Like our neighbours in Liverpool, we've had problems with Militant Labour in the past.  Their mantra of 'no cuts to jobs and services'' proved attractive to many in the 1980s.

The last seven days in Wirral has made me wonder if it is only the Conservative Party that now believes in the ideals I outlined at the beginning.

Elsewhere, attention has been on the horrific attacks in Mumbai, the arrest of Damian Green and the backlash against Brown's £1 trillion debt. However, in Wirral attention has been focussed on cuts the likes of which we have never seen before.

Of course, we've had our fair share so far – hospital wards closing, Post Offices going and a profitable Remploy factory all closed by order of Labour. Recent years have seen the Conservatives gain seats in 'traditional' Labour areas and outpoll both Labour and Liberal Democrats. Of course, under Labour's idea of democracy that means little and we still have a Labour-led Council propped up by the Liberal Democrats. The 10-member Cabinet is carved up between them.

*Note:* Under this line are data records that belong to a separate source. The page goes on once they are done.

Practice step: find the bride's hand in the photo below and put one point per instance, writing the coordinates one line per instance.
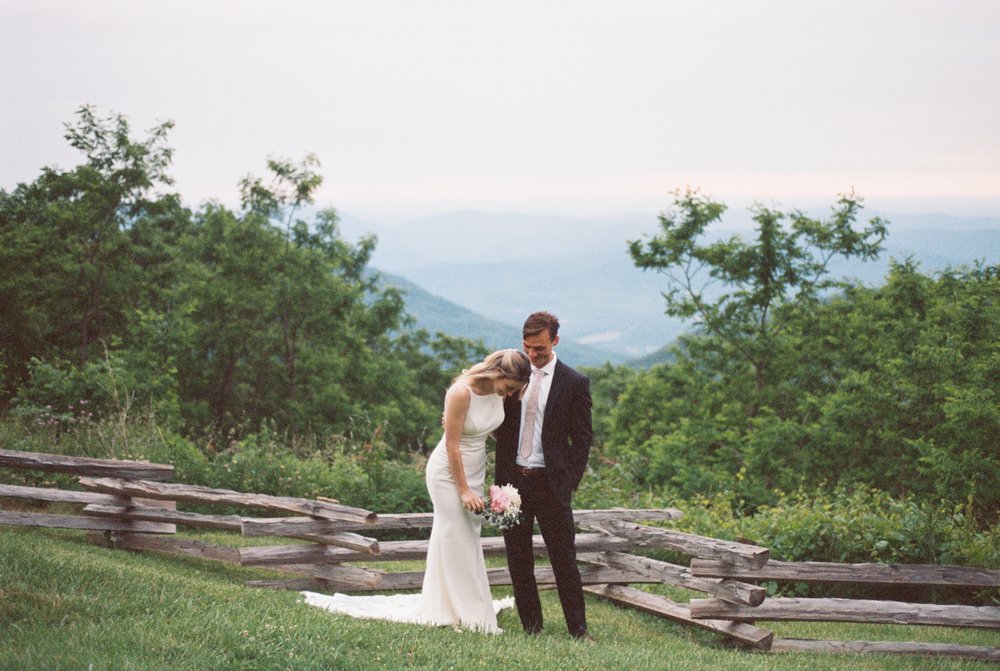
(472, 501)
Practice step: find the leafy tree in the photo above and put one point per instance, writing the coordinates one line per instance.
(785, 267)
(67, 277)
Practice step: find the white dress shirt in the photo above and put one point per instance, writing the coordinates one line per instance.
(537, 458)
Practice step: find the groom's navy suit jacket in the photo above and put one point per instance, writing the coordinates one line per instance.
(566, 433)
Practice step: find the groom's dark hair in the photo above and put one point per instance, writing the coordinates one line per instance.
(541, 321)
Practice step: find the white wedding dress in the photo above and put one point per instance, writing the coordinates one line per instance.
(456, 590)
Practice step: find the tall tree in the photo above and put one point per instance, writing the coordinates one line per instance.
(66, 273)
(732, 288)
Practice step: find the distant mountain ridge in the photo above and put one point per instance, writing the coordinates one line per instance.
(436, 314)
(478, 275)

Council Tax, Council debt and stealth cuts have continued year-on-year. However, all this has been dwarfed by the announcement this week, slipped out by press release at 6pm on a Monday when press
deadlines are imminent.

Labour and the Liberal Democrats have decided that libraries, leisure centres, museums, theatres, community centres and family centres are no longer needed and cannot be afforded if Central Government capping is to be achieved.

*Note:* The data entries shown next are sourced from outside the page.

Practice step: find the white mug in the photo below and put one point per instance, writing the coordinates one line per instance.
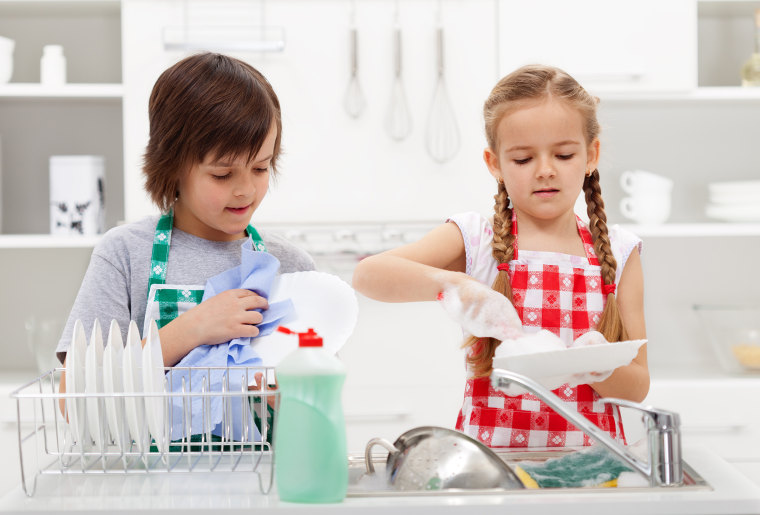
(641, 181)
(6, 59)
(647, 208)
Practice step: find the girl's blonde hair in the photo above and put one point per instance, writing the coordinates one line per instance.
(535, 82)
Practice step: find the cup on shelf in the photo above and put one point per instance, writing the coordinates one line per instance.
(648, 200)
(76, 195)
(42, 335)
(53, 65)
(651, 208)
(6, 59)
(637, 182)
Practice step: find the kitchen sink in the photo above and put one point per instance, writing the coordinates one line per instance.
(361, 484)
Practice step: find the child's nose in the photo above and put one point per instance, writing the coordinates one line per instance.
(245, 186)
(545, 168)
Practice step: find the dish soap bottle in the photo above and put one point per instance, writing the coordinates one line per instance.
(311, 462)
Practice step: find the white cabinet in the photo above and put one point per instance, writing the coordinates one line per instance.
(643, 46)
(80, 117)
(719, 412)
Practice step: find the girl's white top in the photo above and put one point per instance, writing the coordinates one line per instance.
(477, 233)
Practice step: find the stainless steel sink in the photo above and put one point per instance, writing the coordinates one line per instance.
(362, 485)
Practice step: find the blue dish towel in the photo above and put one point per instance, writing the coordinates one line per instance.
(256, 272)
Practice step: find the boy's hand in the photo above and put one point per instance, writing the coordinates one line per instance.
(224, 317)
(481, 311)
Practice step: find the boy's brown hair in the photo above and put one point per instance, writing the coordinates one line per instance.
(206, 103)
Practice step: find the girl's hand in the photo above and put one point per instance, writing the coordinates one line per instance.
(224, 317)
(481, 311)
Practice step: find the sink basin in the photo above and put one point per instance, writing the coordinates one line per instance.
(360, 484)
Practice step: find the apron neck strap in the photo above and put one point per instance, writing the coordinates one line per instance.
(583, 232)
(159, 259)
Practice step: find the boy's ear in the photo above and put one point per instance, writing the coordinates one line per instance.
(492, 162)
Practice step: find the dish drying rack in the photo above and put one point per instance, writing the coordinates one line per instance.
(48, 443)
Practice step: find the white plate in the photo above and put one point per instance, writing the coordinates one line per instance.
(93, 386)
(552, 368)
(75, 383)
(113, 382)
(134, 406)
(322, 301)
(734, 213)
(153, 382)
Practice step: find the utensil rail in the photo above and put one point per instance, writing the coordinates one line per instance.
(235, 443)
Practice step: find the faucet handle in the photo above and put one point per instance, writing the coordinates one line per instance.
(656, 418)
(664, 442)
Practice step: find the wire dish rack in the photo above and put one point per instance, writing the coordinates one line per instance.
(207, 421)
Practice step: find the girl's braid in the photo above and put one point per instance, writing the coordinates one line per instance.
(610, 324)
(480, 356)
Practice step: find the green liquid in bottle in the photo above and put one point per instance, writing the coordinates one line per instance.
(311, 463)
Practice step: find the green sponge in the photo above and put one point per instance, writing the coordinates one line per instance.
(595, 466)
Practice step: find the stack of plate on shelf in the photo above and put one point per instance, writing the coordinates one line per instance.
(735, 201)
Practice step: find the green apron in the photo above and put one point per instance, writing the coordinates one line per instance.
(165, 303)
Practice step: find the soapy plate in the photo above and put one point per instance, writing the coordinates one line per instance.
(153, 382)
(549, 367)
(75, 383)
(134, 405)
(113, 382)
(322, 301)
(94, 385)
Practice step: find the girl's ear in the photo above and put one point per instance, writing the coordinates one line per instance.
(492, 162)
(592, 159)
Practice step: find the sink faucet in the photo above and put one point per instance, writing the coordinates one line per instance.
(664, 467)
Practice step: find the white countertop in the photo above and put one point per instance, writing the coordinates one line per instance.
(731, 492)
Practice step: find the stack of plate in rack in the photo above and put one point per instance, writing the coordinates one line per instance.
(735, 201)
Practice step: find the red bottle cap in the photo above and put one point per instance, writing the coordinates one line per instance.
(309, 339)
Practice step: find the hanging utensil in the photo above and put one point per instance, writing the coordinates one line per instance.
(442, 138)
(353, 100)
(398, 121)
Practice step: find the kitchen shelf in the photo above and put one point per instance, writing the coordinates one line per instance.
(46, 241)
(701, 95)
(694, 230)
(81, 91)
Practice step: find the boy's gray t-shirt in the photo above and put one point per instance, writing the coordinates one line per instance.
(115, 285)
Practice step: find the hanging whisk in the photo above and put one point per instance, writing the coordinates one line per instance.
(442, 138)
(353, 100)
(398, 121)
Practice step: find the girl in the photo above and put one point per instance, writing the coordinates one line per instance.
(215, 132)
(560, 274)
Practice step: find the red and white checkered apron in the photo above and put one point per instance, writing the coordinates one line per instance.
(548, 293)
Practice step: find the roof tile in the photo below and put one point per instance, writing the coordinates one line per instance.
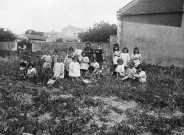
(152, 6)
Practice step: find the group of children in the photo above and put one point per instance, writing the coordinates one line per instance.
(87, 67)
(128, 67)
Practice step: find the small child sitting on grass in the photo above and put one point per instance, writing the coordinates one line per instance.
(58, 70)
(120, 69)
(96, 65)
(104, 71)
(141, 74)
(90, 75)
(23, 69)
(131, 71)
(74, 70)
(32, 73)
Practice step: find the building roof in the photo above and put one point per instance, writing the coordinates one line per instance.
(152, 6)
(36, 37)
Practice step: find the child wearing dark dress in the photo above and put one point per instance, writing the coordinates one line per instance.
(98, 54)
(89, 51)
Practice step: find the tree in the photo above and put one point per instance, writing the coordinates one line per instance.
(6, 35)
(99, 33)
(32, 32)
(25, 42)
(59, 40)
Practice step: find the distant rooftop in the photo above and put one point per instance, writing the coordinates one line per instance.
(152, 6)
(36, 37)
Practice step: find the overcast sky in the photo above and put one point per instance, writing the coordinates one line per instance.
(47, 15)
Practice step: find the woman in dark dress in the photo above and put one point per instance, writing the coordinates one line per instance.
(89, 51)
(98, 54)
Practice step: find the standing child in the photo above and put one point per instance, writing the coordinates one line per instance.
(90, 75)
(96, 65)
(78, 51)
(141, 74)
(89, 51)
(58, 69)
(47, 63)
(116, 56)
(120, 69)
(136, 57)
(70, 55)
(104, 71)
(84, 64)
(54, 58)
(125, 56)
(74, 69)
(32, 73)
(23, 70)
(131, 71)
(98, 54)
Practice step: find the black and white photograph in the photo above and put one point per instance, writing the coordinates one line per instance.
(91, 67)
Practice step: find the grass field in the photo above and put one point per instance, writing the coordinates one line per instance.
(107, 108)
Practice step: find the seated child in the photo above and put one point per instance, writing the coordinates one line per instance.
(54, 58)
(104, 71)
(23, 66)
(74, 69)
(131, 71)
(96, 65)
(90, 75)
(141, 74)
(58, 69)
(120, 69)
(31, 72)
(84, 64)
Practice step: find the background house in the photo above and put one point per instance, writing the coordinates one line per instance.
(156, 27)
(52, 36)
(70, 33)
(31, 37)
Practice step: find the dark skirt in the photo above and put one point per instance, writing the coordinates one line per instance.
(99, 59)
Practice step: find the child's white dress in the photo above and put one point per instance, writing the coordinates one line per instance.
(68, 59)
(74, 69)
(141, 76)
(84, 63)
(131, 72)
(116, 56)
(125, 57)
(136, 59)
(31, 72)
(120, 69)
(55, 58)
(95, 65)
(48, 61)
(58, 70)
(78, 52)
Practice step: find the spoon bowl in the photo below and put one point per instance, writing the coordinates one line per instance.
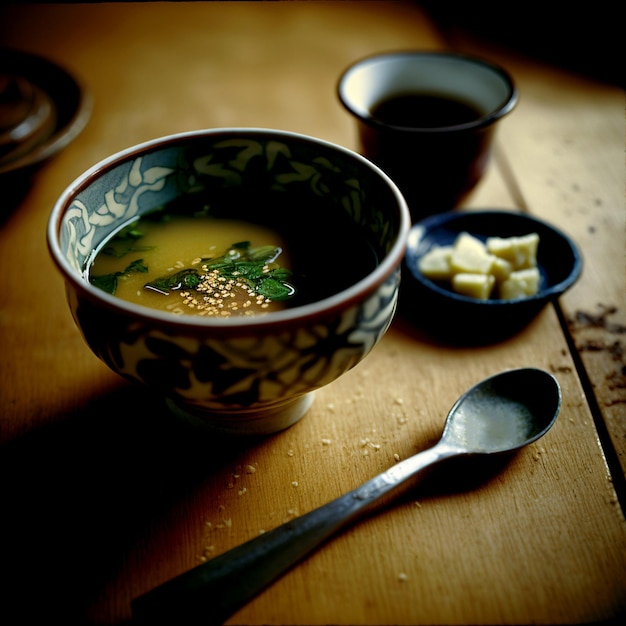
(499, 415)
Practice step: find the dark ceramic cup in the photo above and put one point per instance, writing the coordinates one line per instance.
(428, 120)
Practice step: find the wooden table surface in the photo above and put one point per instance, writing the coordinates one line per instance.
(103, 496)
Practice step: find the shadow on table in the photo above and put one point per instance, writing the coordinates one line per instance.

14 libraries will be closed, mothballed and demolished.  Three leisure centres will go.  A theatre that opened a couple of years ago is to be axed.  Community Centres will be transferred to the vague-sounding
'community management' which means closure but not just yet.

Many, if not most, of these facilities have been established for years and are loved and appreciated by residents.

Yet the Council has only now decided on a five week consultation period that includes Christmas and the New Year and must not include any petitions in the facilities threatened.  When people tried to
speak at the Cabinet meeting, they were denied.

The scale of the backlash against these cuts is only now becoming apparent to the ruling administration – the local press have given front page coverage, Facebook groups, Councillor email inboxes
clogging up and phones ringing off the hook.  The Labour leader, when referring to the opposition, singled out the blogs of the Conservative Councillors.  Praise indeed.

As a Conservative Councillor and Parliamentary Candidate, I am proud, along with my colleagues across the Borough, to be a member of the campaign against these cuts and to prove, yet again, that while Labour
talks about public services, it is the Conservatives that 'do' public services.